Most of the complexity of voting theory is unnecessary. As a polling
method, score is simple and easily understood and canvassed. There may
be other forms that can be used, but this is often misunderstood. If a
decision is made that was approved by less than a majority, basic
democratic process has been lost. There is no problem if the methods are
used as polls, as advisory. And I have seen a majority position, that
would have prevailed in an initial vote (by maybe two-thirds!) reversed
after a simple approval poll, when those people saw that all members
(minus only one) approved a different choice. And when the
implementation vote was made on a motion to change to the
almost-universal choice, it passed. With unanimity.
We have very bad habits in politics, in aiming for our "favorite" to
win, instead of seeking what will make society function most efficiently
and least oppressively.
I agree that it would be the responsibility of Parliament to thoroughly
deliberate the issue, not to punt to the public. However, once
Parliament has maximized its own consensus, which can include generating
minority reports, and because there was a previous referendum, respect
for the public suggests then submitting Parliament's decision to a
second referendum. The second referendum could possibly present more
than one alternative, but not too many, and every option presented
should have majority support in Parliament! (The public can then reject
them all by voting no on all of them.)
Standard democratic practice: the status quo remains until explicitly
rejected and replaced by a majority. Someone else pointed out how
defective the Brexit referendum was. I agree.
We have very primitive ideas of what democracy can and should be.

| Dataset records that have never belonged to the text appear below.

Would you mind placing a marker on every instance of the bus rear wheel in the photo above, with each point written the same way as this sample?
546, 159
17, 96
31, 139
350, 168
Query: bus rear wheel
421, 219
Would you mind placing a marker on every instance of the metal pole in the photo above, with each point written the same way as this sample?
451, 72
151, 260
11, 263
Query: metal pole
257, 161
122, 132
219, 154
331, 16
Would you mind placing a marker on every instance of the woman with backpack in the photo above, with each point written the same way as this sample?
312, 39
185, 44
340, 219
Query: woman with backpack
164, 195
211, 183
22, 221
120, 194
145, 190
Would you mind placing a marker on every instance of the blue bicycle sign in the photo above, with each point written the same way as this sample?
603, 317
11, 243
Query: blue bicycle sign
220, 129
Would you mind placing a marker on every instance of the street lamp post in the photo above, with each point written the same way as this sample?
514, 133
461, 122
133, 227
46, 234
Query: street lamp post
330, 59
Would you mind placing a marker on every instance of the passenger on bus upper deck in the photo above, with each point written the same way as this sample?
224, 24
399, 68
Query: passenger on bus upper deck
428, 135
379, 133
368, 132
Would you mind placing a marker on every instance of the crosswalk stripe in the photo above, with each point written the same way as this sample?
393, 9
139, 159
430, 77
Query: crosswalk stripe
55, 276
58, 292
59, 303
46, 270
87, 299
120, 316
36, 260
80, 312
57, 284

On 4/1/2019 9:40 PM, Bob Richard wrote:
>
> Parliament's most conspicuous failure in this regard (in which they
> are joined by the entire press corps, as far as I know) is to treat a
> second referendum as it if were an alternative on a list of
> alternatives. The question whether to put a decision of Parliament to
> a confirmatory vote of the people is entirely separate from what
> decision Parliament should make. The questions are politically
> interrelated, in the sense that MPs on the losing end of a debate in
> Parliament are far more likely to call for a referendum than MPs who
> won that debate. (In fact, that's kind of what referenda are, at least
> in the United States.) But this relationship is no reason to include a
> such a confirmatory vote as an option in the current "indicative"
> voting process.
>
[...]
>
> As far as I know, social choice theory and the study of voting methods
> have very little to say about this problem, except in one setting.
> That's the more normal kind of parliamentary procedure where
> everything is laid out as motions, amendments, substitute motions and
> so on. The well-understood limitations of that process -- the
> importance of the order in which amendments are dealt with, the role
> of strategic voting, and so on -- are exactly why we'd like to be able
> to vote all at once on a list of options in the first place.